MediaPipe KNIFT: Template-based feature matching
Blog post from Google Cloud
MediaPipe's KNIFT (Keypoint Neural Invariant Feature Transform) is a newly announced local feature descriptor designed to improve feature matching in computer vision tasks, such as image retrieval and template matching. Unlike traditional methods like SIFT or ORB, which rely on engineered heuristics, KNIFT employs a data-driven approach by learning embeddings from large datasets of real-world video frames. This method allows KNIFT to handle complex spatial transformations and lighting changes more robustly. The training process involves using the well-established Triplet Loss function with triplets extracted from the YouTube UGC Dataset, enhanced by hard-negative triplet mining. KNIFT's architecture is based on a lightweight version of the Inception model, resulting in a 40-dimensional feature descriptor. Performance benchmarks indicate that KNIFT consistently outperforms ORB in keypoint matching tasks across various object types and image conditions.

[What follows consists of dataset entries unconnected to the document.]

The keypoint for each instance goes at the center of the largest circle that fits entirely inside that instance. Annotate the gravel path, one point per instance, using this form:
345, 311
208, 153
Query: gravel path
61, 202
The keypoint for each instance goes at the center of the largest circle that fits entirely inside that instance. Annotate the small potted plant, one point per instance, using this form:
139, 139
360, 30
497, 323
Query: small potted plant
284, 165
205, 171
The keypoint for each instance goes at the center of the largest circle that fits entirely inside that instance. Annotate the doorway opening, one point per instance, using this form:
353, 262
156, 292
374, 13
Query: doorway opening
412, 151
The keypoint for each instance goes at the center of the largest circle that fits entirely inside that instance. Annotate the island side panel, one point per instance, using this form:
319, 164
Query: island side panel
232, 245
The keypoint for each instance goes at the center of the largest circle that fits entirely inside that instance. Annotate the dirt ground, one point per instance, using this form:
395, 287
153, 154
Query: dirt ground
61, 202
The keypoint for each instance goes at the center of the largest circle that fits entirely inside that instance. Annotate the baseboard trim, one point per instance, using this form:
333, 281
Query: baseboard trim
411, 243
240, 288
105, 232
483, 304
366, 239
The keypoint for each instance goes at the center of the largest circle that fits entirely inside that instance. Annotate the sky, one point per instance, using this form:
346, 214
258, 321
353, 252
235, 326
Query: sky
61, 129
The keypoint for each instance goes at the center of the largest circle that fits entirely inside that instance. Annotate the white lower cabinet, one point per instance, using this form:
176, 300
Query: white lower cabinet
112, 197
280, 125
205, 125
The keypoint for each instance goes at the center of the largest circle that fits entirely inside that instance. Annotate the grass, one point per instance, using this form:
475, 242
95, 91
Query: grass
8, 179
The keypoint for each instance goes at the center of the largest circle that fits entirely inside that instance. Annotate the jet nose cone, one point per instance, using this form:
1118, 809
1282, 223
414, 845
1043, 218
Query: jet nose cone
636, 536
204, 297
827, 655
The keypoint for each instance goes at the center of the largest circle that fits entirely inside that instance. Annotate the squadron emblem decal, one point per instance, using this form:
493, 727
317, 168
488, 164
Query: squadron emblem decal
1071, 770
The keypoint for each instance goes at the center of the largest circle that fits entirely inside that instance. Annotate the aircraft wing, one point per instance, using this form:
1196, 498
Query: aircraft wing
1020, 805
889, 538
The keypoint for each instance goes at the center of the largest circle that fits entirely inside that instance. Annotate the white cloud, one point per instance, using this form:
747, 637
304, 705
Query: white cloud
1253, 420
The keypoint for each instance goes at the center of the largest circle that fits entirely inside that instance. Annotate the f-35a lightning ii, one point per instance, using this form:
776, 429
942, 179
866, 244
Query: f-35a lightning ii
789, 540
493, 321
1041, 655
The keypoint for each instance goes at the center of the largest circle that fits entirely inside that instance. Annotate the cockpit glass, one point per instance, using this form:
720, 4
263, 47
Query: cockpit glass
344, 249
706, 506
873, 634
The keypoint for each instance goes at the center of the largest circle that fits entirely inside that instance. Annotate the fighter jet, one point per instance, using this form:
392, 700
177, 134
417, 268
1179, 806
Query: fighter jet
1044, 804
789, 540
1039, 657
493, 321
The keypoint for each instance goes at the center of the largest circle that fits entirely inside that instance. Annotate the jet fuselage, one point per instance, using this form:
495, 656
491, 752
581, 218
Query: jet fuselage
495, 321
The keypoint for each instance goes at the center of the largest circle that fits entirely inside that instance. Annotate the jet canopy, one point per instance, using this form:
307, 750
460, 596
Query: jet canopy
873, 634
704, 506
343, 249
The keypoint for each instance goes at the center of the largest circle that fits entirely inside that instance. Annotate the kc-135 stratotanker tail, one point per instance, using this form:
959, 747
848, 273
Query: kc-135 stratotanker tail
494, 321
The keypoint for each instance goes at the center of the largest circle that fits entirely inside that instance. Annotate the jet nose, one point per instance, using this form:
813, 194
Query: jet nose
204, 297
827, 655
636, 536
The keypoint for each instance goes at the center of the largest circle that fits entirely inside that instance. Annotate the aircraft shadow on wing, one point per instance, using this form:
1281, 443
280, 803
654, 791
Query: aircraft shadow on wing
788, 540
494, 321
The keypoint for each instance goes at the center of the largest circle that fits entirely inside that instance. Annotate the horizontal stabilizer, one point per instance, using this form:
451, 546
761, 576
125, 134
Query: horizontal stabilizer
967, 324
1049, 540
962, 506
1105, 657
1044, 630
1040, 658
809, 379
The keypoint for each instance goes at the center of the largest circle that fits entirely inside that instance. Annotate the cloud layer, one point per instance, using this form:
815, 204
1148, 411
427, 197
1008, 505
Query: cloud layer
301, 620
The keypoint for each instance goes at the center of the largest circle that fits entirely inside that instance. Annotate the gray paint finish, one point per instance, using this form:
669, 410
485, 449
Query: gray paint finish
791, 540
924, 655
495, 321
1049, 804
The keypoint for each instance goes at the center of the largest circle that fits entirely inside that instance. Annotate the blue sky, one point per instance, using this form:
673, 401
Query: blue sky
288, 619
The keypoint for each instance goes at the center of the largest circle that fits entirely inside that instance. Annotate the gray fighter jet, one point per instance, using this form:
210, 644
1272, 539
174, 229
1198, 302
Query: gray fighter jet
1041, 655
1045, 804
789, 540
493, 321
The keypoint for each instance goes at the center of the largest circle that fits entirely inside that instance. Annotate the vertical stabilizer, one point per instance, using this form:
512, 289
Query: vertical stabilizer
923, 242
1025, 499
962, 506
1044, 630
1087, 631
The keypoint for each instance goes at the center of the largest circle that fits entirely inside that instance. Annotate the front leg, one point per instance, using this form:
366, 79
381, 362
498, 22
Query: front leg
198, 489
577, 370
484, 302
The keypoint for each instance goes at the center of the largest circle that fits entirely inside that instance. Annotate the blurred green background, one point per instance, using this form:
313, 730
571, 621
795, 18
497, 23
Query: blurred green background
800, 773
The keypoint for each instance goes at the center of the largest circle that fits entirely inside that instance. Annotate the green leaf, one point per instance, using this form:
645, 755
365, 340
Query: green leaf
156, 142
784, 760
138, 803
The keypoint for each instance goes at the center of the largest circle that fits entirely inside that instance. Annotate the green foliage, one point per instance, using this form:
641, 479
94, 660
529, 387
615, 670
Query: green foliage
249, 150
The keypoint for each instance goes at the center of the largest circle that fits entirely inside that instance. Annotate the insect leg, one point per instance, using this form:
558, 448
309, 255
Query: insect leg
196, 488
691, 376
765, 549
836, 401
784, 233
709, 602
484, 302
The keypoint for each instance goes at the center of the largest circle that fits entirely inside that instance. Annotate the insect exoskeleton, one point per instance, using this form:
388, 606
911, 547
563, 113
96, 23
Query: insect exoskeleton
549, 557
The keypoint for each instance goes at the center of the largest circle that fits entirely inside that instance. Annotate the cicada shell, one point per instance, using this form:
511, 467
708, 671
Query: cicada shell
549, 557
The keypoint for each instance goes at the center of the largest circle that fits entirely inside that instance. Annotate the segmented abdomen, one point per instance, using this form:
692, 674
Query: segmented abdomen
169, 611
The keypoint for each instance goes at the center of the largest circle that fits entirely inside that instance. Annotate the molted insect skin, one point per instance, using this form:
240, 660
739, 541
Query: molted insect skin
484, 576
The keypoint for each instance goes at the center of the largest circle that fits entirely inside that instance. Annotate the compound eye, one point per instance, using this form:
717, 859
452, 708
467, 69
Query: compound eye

To facilitate adoption, KNIFT is integrated into MediaPipe, offering a template matching solution that can identify and localize image templates in real-time. Demonstrations include matching U.S. dollar bills in video frames, showcasing KNIFT's efficiency and precision. MediaPipe also provides tools for users to create custom templates, further enhancing its versatility in practical applications.